Jeff – hm, that kinda sucks that it’s not cross-browser-compatible. Sorry about that.
Recommendation: hit it with smoke for a half hour to hour if you can. Even if just a touch for flavor. Then dry on racks in your oven on the lowest setting with the door slightly ajar to allow humidity to escape. With game, cut doesn’t matter. I use large muscles [round mostly] for ease. If beef, eye of round, or other cut that’s uniform in size and lean. Fat is bad for jerky. Dry it until you can tear it into strands [cutting it with the grain is better if you ask me], and don’t expect each piece to be ready at the same time. It’s highly variable, so you end up pulling the dry pieces, and leaving the rest, repeat, until the last pieces are done. Let cool on the counter, then stuff in a jar for storage [ripping as necessary].
Let me know if you need anything else on your jerky-venture.
so i have the meat marinating away and ready to dry tonight. I was wondering how you went about smoking your jerky? Your photo appears to have fire below it and Im thinking that wouldnt all that heat cook the meat?
whats the trick to smoke with out cooking if you dont have a smoker? and hickory chips???
Jeff – yep, I have a fire, and I wait until it’s cool enough to smoke without cooking the meat. Takes practice, and is never the same twice, which makes it fun! Trick would be having one or two good coals, and a stick, and every once in a while poking the stick back in the heat of the coal to continue it smoking away.

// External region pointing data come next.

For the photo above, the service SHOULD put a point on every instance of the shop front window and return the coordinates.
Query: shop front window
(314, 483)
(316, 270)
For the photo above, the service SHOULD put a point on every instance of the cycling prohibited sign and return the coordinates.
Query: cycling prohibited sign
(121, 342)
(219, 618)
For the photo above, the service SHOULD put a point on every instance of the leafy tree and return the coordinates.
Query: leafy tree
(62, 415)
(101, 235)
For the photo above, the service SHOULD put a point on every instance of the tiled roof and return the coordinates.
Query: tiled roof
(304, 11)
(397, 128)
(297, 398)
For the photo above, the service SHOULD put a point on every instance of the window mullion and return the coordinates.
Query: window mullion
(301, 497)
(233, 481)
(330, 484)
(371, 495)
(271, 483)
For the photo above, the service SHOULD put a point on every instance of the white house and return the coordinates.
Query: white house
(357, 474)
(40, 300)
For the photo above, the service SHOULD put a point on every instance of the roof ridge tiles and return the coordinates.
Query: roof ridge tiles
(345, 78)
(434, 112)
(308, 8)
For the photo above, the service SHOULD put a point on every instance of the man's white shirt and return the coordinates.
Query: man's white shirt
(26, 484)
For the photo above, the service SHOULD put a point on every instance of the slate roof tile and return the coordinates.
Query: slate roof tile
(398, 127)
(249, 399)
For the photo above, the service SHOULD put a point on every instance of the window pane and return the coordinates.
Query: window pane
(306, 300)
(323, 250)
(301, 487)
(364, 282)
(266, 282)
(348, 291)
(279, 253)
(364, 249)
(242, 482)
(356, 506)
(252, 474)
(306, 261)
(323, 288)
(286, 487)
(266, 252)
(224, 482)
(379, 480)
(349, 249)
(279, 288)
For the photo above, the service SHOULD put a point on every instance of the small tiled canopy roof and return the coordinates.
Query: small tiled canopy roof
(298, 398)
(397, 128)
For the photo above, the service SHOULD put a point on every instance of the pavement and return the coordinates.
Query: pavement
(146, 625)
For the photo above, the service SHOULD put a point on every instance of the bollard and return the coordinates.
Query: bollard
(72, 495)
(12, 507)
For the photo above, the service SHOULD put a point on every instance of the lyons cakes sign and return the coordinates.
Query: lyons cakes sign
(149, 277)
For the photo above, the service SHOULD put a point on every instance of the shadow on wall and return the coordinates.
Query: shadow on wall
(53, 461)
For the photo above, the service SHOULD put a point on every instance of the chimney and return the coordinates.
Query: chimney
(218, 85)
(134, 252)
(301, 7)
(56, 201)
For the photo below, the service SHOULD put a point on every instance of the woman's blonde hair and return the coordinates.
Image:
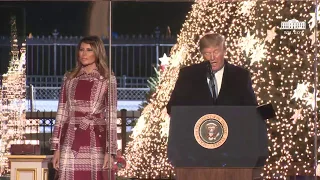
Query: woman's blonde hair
(100, 52)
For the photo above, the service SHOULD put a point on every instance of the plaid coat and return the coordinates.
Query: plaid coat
(81, 130)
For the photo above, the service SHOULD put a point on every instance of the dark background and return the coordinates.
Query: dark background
(69, 18)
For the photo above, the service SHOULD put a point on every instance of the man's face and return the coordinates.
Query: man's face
(215, 55)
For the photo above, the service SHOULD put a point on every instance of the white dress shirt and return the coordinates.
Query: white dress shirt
(218, 80)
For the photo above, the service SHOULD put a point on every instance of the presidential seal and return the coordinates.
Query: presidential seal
(211, 131)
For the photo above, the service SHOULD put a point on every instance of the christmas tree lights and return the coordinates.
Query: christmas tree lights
(13, 97)
(281, 64)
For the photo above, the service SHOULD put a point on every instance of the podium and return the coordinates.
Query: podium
(29, 167)
(217, 142)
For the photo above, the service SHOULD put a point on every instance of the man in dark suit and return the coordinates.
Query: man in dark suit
(214, 81)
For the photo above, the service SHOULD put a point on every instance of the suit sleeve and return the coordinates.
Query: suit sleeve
(249, 96)
(111, 104)
(61, 116)
(177, 93)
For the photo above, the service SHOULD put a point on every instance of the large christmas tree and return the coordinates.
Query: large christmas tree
(281, 63)
(12, 100)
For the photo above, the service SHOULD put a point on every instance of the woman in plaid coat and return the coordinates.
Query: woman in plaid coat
(81, 132)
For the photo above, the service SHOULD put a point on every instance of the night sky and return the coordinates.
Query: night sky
(70, 17)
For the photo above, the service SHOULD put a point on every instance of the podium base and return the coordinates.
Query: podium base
(218, 174)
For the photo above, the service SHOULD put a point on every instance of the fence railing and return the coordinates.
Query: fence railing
(53, 93)
(132, 56)
(55, 81)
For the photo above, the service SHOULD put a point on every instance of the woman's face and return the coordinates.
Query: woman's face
(86, 55)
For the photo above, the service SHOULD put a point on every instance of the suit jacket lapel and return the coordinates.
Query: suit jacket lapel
(224, 83)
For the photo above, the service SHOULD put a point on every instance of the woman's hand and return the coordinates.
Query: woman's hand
(106, 161)
(56, 159)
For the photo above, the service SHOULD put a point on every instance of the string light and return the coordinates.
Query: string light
(279, 62)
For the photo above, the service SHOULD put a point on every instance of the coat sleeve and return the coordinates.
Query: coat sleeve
(61, 116)
(250, 98)
(178, 92)
(111, 105)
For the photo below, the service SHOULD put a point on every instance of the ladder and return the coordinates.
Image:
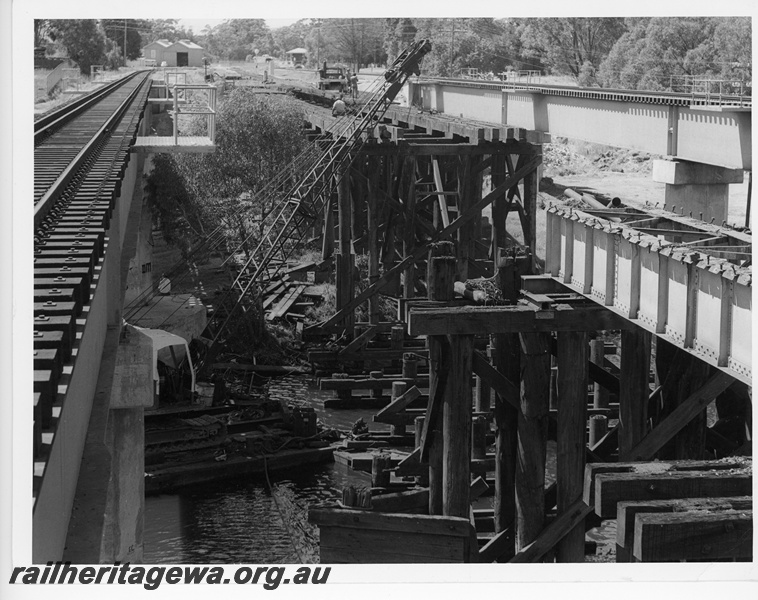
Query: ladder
(305, 200)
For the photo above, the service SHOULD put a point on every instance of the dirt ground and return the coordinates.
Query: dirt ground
(614, 172)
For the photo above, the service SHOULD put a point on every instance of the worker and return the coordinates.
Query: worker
(338, 108)
(384, 135)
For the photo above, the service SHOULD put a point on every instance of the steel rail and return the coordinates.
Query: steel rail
(45, 204)
(46, 124)
(670, 98)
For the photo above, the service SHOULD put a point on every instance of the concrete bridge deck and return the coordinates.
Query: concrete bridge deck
(658, 123)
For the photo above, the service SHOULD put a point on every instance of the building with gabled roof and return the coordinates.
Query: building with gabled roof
(183, 53)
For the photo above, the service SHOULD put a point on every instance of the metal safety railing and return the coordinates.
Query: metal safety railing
(188, 102)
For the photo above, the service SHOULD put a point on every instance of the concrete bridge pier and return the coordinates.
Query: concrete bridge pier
(701, 190)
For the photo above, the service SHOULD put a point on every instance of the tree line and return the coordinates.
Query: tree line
(659, 53)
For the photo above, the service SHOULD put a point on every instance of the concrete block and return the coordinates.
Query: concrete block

I use apple prunings from my apple tree for smoke.
Groan, your post about this last year had me sorting my freezer with a new eye. Now I can’t keep up, by the time I get one batch done, and another started, the first is gone.
Thanks again for sharing this recipe!
Ah, the chicken-spitter-outters, I have one of those. He seems to gravitate towards the highly salted, processed foods as well. Another reason perhaps is that studies have shown we ARE biologically hardwired for three tastes: salt, sweet and fat, the three things that used to be scarce.Jerky is salty and a bit sweet, two out of three! I personally loooove it.
Right, so now you know what you can bring! Jerky! Let’s see if my picky chicken hater likes uncooked dried meat.
T@TC – I know. I just am finishing a batch, and there’s a meager two pieces from the last batch already, and I made it a few days ago. Have to take another cow elk roast out. I’m not complaining.
Karlynn – Agreed. I forgive children for craving sugar’s fast calories. I do look forward to the day that they’ll eat a roast dinner with us though. And yes, perfect, I will bring you some elk jerky!
Bad news……. i started my batch way to late at night (9:30pm) not fully realizing it takes 8 hours in the oven.I did manage to wake up at 2 and flip and check but missed my 4 30 finish and ended up with 3 lbs of very very dry jerky at 7 am.
whoops…
I have definitly learned my lesson for next time. Now ill start at 9 am instead and keep a better eye on it.
It did taste promising though, if you could get through all the chewing that is…….
live and learn
Sorry to hear that Jeff. Yeah, they take some babysitting, so a morning start is certainly a good idea!
I make a lot of jerky and I change up the recipe every time. It’s never bad. I’ve never experimented with smoking it though, I’m mostly too lazy. I always do it in the oven with a rag stuff in the door and the heat set at about 190F. It takes only about two hours to get it to how everyone I know likes it. I usually split up my batches into two; one is for normal people and the other is for people who enjoy burning their guts out.